P(f, d \mid e)=\prod P\left(f_{i} \mid e_{i}\right) P\left(d_{i}\right)

This allows us to calculate the probability P(f, d \mid e)     for a given candidate translation f     and distortion d    . But we can’t merely enumerate sentences to discover the optimal f and d; with about 100 French phrases for every English phrase in the corpus, there are 1005 distinct 5-translations and 5!     reorderings for each of them. We’ll need to look for a decent solution. Finding a nearly-most-probable translation using a local beam search with a heuristic that assesses likelihood has proved to be beneficial.

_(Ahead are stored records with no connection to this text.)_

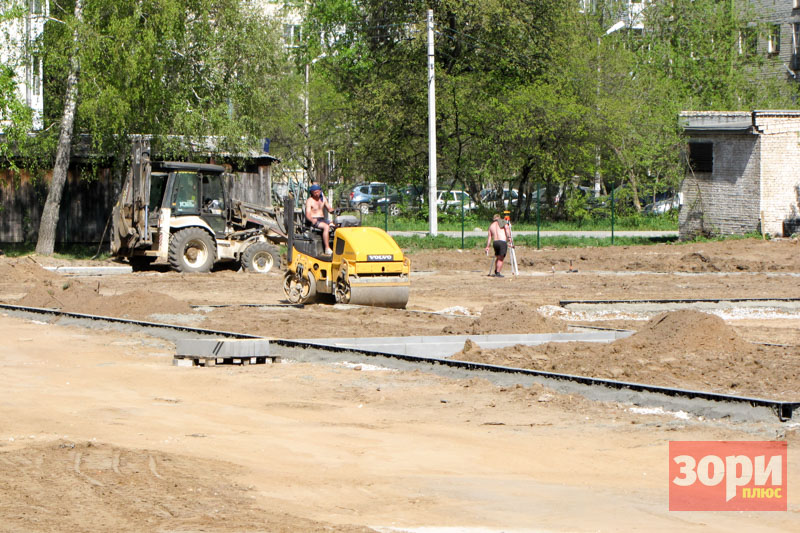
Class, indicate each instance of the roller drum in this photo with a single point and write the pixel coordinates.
(379, 291)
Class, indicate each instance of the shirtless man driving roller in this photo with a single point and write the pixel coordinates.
(315, 214)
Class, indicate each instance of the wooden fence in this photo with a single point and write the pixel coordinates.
(87, 202)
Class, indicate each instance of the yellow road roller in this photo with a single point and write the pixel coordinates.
(366, 266)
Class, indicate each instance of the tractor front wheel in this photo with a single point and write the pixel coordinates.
(260, 257)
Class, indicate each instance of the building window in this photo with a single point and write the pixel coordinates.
(701, 156)
(37, 80)
(291, 35)
(774, 40)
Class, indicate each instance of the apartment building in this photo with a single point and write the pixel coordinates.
(15, 37)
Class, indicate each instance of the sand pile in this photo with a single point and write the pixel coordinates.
(686, 331)
(682, 349)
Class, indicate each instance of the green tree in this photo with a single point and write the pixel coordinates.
(178, 71)
(16, 118)
(493, 58)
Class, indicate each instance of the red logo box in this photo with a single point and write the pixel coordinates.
(727, 476)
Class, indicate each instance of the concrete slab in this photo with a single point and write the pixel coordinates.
(222, 348)
(91, 271)
(442, 346)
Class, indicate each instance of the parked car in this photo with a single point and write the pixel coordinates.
(492, 197)
(453, 200)
(407, 197)
(662, 206)
(365, 197)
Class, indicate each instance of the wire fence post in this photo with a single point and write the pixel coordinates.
(538, 219)
(462, 216)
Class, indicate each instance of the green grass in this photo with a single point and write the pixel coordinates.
(451, 222)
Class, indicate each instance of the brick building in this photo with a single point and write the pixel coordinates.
(742, 175)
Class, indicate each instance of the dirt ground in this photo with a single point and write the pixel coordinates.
(100, 431)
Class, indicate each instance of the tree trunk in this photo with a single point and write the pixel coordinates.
(49, 220)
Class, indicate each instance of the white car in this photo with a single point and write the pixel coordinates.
(452, 200)
(491, 197)
(662, 206)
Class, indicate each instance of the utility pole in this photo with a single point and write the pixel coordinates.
(432, 213)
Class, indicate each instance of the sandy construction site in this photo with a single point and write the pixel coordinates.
(99, 431)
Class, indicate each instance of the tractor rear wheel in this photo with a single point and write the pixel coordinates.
(192, 250)
(260, 257)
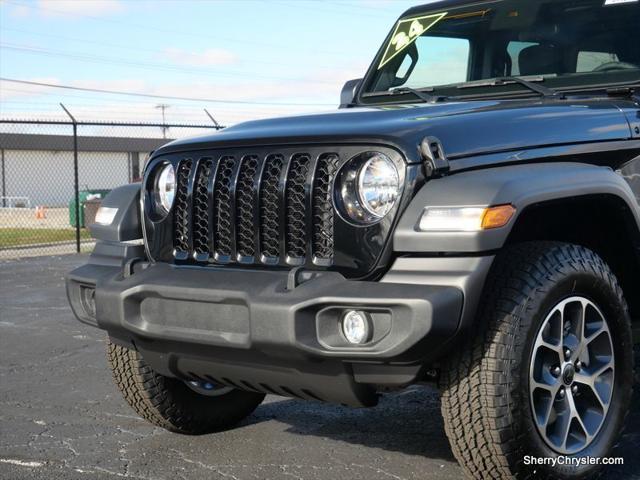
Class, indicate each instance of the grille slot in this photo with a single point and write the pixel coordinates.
(268, 208)
(296, 206)
(322, 206)
(245, 206)
(222, 208)
(182, 215)
(201, 212)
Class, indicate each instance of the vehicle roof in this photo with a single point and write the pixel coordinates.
(440, 5)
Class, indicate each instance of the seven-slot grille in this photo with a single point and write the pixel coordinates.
(257, 209)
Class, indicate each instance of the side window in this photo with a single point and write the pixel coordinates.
(589, 61)
(442, 60)
(514, 49)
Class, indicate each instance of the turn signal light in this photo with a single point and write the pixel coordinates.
(497, 217)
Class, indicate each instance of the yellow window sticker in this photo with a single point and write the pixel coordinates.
(406, 32)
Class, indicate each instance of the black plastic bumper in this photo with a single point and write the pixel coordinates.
(269, 331)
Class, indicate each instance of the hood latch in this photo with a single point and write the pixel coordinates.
(435, 159)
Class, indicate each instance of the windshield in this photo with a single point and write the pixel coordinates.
(560, 43)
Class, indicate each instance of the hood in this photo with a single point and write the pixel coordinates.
(464, 128)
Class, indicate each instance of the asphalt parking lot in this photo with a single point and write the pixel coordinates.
(62, 417)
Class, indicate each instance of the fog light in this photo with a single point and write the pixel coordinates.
(356, 326)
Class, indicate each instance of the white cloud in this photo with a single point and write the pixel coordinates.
(79, 7)
(211, 56)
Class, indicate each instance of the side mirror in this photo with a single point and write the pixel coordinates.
(348, 93)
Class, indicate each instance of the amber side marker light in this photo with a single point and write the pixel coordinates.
(465, 219)
(497, 217)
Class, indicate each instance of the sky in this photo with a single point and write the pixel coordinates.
(244, 59)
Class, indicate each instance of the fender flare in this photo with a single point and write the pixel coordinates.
(126, 225)
(519, 185)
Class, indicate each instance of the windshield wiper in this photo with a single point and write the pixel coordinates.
(497, 82)
(421, 94)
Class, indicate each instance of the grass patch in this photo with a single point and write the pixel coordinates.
(14, 237)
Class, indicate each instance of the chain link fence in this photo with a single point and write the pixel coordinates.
(54, 174)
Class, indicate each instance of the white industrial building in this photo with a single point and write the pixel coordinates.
(40, 167)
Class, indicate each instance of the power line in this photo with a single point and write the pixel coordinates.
(86, 41)
(164, 30)
(167, 97)
(147, 65)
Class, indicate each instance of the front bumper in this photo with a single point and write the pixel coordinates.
(271, 331)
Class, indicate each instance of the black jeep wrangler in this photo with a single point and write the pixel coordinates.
(470, 217)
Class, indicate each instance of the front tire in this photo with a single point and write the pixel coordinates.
(172, 404)
(495, 397)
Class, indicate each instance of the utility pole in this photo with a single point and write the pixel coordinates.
(163, 107)
(216, 124)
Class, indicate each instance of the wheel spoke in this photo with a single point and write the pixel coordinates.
(570, 398)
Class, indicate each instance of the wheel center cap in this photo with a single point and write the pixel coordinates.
(568, 374)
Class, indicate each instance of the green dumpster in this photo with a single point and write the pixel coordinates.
(83, 195)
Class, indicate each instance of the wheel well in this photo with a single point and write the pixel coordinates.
(602, 223)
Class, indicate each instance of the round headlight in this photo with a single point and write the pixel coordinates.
(368, 186)
(166, 187)
(378, 185)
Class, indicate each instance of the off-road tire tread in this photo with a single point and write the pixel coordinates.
(162, 401)
(479, 395)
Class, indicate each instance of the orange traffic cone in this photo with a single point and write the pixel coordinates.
(40, 214)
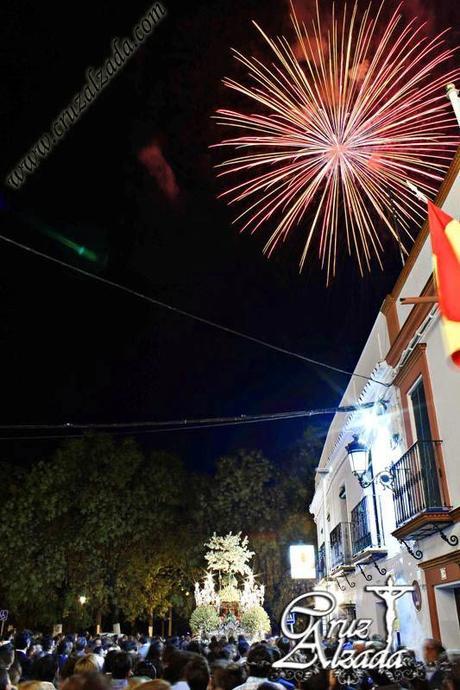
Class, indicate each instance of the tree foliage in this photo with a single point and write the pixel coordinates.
(102, 519)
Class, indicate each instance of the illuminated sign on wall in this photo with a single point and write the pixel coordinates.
(302, 558)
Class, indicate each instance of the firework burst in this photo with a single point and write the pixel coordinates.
(344, 119)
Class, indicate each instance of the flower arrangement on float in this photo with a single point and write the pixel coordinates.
(229, 601)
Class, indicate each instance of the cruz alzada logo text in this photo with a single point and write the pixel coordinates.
(309, 641)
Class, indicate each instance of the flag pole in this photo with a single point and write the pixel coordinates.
(454, 98)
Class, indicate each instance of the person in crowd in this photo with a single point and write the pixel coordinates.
(86, 664)
(144, 646)
(67, 670)
(433, 655)
(45, 668)
(227, 677)
(47, 645)
(145, 669)
(87, 681)
(196, 673)
(174, 671)
(259, 663)
(155, 656)
(243, 649)
(158, 684)
(5, 682)
(122, 667)
(36, 685)
(80, 646)
(63, 651)
(21, 644)
(15, 673)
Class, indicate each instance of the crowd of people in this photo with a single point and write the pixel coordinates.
(111, 662)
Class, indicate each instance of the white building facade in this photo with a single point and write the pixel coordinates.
(402, 517)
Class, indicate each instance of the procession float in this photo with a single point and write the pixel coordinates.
(229, 600)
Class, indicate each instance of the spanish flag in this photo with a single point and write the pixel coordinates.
(445, 242)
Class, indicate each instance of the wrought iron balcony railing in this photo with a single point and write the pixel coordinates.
(340, 545)
(322, 562)
(361, 536)
(416, 486)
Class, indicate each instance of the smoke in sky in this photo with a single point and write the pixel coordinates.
(152, 158)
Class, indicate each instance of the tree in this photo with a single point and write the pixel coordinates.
(83, 523)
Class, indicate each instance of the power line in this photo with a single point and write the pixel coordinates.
(173, 425)
(182, 312)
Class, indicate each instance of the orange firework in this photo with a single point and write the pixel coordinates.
(344, 118)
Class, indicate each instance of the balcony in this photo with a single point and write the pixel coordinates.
(420, 509)
(322, 562)
(361, 536)
(364, 550)
(340, 546)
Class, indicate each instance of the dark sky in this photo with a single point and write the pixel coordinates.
(74, 350)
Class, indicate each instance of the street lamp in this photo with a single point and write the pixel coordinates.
(358, 454)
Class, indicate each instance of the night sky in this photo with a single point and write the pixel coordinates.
(73, 350)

The only thing left is to figure out the phrasal and distortion probability. We sketch the procedure for further information, read the notes at the conclusion of the chapter

  1. Look for texts that are similar: To begin, compile a bilingual corpus in parallel. A Hansard9, for example, is a record of legislative discourse. Bilingual Hansards are produced in Canada, Hong Kong, and other nations, the European Union publishes official papers in 11 languages, and the United Nations produces multilingual publications. Online, bilingual text is also available; some Web sites publish parallel material with parallel URLs, such as /en/ for the English page and /fr/ for the French page, for example. Hundreds of millions of words of parallel text and billions of words of monolingual material are used to train statistical translation algorithms.
  2. Break down into sentences: Because a sentence is the unit of translation, we’ll need to divide the corpus into sentences. Periods are strong markers of the conclusion of a sentence, yet in the line “Dr. J. R. Smith of Rodeo Dr. paid $29.99 on September 9, 2009,” just the final period finishes the sentence. One method for determining if a period terminates a sentence is to train a model that includes the surrounding words and their parts of speech as features. This method has a 98 percent accuracy rate.
  3. Align sentences: For each sentence in the English version, figure out which sentence(s) in the French version it relates to. In most cases, the following English sentence corresponds to the next French sentence in a 1:1 match, but there are exceptions: one sentence in one language may be broken into a 2:1 match, or the order of two sentences may be changed, resulting in a 2:2 match. Using a version of the Viterbi method, it is feasible to align them (1:1, 1:2, or 2:2, etc.) with accuracy in the 90 percent to 99 percent range just by looking at the sentence lengths (i.e. short sentences should align with short sentences). Even greater alignment can be obtained by employing common landmarks in both languages, such as numbers, dates, proper names, or words with a clear translation from a multilingual dictionary. If the third English and fourth French sentences both include the string “1989,” but the adjacent sentences do not, the sentences should be placed together.
  4. Align phrases within a sentence: A procedure similar to that used for sentence alignment may be utilized to align phrases within a sentence, although iterative improvement is required. We have no way of knowing that “qui dort” aligns with “sleeping” when we begin, but we can arrive at that connection through a process of evidence accumulation. We can observe that “qui dort” and “sleeping” co-occur often in all of the example sentences and that no other phrase other than “qui dort” co-occurs as frequently in other sentences with “sleeping” in the pair of aligned sentences. The phrasal probabilities are determined by a complete phrase alignment across our corpus (after appropriate smoothing).
  5. Define distortion probability: Once we have a phrase alignment, we may define distortion probabilities. Simply count how many times the corpus is distorted for each distance d=0, \pm 1, \pm 2, \ldots    , then smooth it out.
  6. Use EM to improve estimates: To enhance the estimations of P(f \mid e) \text { and } P(d)     values, use expectation–maximization. In the E     phase, we compute the best alignments using current parameter values, then update the estimates in the M     step and iterate the procedure until convergence.